NASSAU, Bahamas - The education system here is to undergo a significant transformation through a multi-million dollar Bahamas Education Sector Transformation (BEST) project that was launched here on Monday.

jonestruCDB Acting Vice President of Operations, Mrs. Therese Turner-Jones speaks with students from the St. Georges High School at the launch of the BEST projectPrime Minister Phillip Davis speaking at the launch of the US$43 million project said the country is taking significant steps toward making the local educational system more vibrant, inclusive, and resilient.

“This project represents yet another significant investment that we are making in the future success of our children,” he said thanking the Barbados-based Caribbean Development Bank (CDB) for its role in supporting the development of the nation, as well as the entire region.

“As one of the founding members of the Bank, it is an honour for The Bahamas to have played a part in supporting this nation-building work. The CDB’s loans and grants have been instrumental in fostering progress across various sectors.”

Davis said that locally, major initiatives like the Climate Change Aquaponics project, the Bahamas Mobile Lab Upgrade, and the US$100 million commitment to support the Bahamas’s economic recovery and resilience efforts were all funded by the bank.

He told the audience that the BEST project consists of the construction of the East Grand Bahama Comprehensive School. It also includes the rehabilitation of local schools; as well as the development of an IT strategy and plan for the Ministry of Education and Technical and Vocational Training to modernise operations. There is also training and professional development for 2000 school administrators and teachers under the CDB, CARICOM, and OECS Let’s REAP initiative.

“The goal of the BEST project is to enhance our education system, making it more efficient, inclusive, gender-responsive, relevant, and resilient. By investing in infrastructure, curriculum development, teacher training, and technology integration, we will create an environment where every learner can thrive and reach their full potential.”
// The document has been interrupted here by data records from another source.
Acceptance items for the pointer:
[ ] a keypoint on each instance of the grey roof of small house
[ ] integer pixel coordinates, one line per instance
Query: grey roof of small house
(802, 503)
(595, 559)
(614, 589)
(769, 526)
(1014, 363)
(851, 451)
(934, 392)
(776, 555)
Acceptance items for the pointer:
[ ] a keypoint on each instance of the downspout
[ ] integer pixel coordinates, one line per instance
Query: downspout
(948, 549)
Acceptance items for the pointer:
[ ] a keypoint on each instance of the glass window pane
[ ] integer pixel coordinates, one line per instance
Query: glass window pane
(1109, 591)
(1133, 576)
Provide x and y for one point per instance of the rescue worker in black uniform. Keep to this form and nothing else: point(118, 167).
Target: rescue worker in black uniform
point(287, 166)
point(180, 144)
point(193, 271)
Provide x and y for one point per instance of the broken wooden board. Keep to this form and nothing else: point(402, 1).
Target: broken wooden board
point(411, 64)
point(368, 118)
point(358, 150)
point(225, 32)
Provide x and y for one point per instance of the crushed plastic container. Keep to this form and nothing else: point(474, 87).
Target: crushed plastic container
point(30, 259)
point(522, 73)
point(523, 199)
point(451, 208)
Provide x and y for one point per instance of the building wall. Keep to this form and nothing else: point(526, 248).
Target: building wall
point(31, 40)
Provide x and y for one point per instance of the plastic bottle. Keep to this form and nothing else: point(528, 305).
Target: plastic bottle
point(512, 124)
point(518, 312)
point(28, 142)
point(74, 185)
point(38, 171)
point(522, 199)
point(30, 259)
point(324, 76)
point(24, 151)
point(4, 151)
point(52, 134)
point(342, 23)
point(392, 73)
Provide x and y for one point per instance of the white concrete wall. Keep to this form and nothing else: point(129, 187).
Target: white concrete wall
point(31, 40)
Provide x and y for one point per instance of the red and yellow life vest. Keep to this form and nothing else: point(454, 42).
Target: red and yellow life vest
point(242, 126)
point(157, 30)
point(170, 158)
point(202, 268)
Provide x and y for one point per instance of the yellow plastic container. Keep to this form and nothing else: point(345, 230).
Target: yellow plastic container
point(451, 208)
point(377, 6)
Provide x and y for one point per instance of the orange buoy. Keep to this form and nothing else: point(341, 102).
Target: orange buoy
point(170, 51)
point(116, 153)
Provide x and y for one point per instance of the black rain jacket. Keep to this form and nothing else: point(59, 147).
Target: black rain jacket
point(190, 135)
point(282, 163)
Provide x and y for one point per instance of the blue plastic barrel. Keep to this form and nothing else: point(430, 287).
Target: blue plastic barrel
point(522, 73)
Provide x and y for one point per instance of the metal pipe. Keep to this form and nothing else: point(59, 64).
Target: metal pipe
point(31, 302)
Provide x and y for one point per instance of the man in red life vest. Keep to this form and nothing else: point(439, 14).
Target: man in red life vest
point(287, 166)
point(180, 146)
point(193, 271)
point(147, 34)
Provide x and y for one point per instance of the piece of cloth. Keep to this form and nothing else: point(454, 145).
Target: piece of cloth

Davis said BEST is an investment in providing a quality education to all learners. It is the latest in a series of major initiatives underway at the Ministry of Education as “we get the many children we lost during the pandemic back in school, remediate them, revamp the core curriculum, and make a number of changes to modernise our educational system for future success.

“We cannot afford to let another year go by without making the necessary investments and rolling out the needed reforms to create a better future for education in The Bahamas – not when education is so closely tied to productivity and economic growth. Not when we are going through a time of rapid change when our children will need to be bold, innovative, critical thinkers capable of competing on the world stage.”

He said that the world is going through three major shifts driven by climate change, digital transformation, and population growth.

“These three challenges are what development experts call the triple transition because of their far-reaching impacts on every sector in society.

“If we want to continue to build on the success The Bahamas has enjoyed as the world’s best little country. If we want to continue along the pathway of Bahamian excellence, and ensure that our best days are ahead of us, education is the only way will secure that brighter and better future for our children.”

Davis said that his administration is fully committed to addressing the social and economic needs of Grand Bahama and the population, adding “while we knew we needed broad reforms to our system, we also knew that building a new school in Grand Bahama absolutely had to be a part of this project.

“Our government is steadfast in its commitment to ensuring that every child in our nation has access to the education they deserve, regardless of their background or circumstances.

In closing, I would like to extend my heartfelt appreciation to all stakeholders involved in making the Bahamas Education Sector Transformation Project a reality.”

The CDB said that since the passage of Hurricane Dorian in 2019, students in East Grand Bahama have faced commutes of up to 100 kilometres.

“The COVID-19 pandemic further disrupted the local education system, causing learning losses and exacerbating existing inequities in access to technology. The new and refurbished climate-resilient schools will be designed to improve student achievement, increase access and completion rates, and enhance community life,” the CDB added.

CDB Acting Vice President, Operations, Mrs. Therese Turner-Jones, said the project will uplift the learning environment, improve teaching methods, and strengthen the education system’s governance.

“The CDB is proud of its partnership with The Bahamas. Education is key to making sure all Bahamians have a better than fighting chance of competing in the global labour market. No child, whether he or she is on Sweeting Cay, High Rock, West End, or Freeport should be deprived of learning.

“Education is the single most important investment a government can provide to its population. No one should be left behind. This means including special needs in the education strategy, making use of technology, and ensuring that teachers are equipped to do their jobs,” Mrs. Turner-Jones said.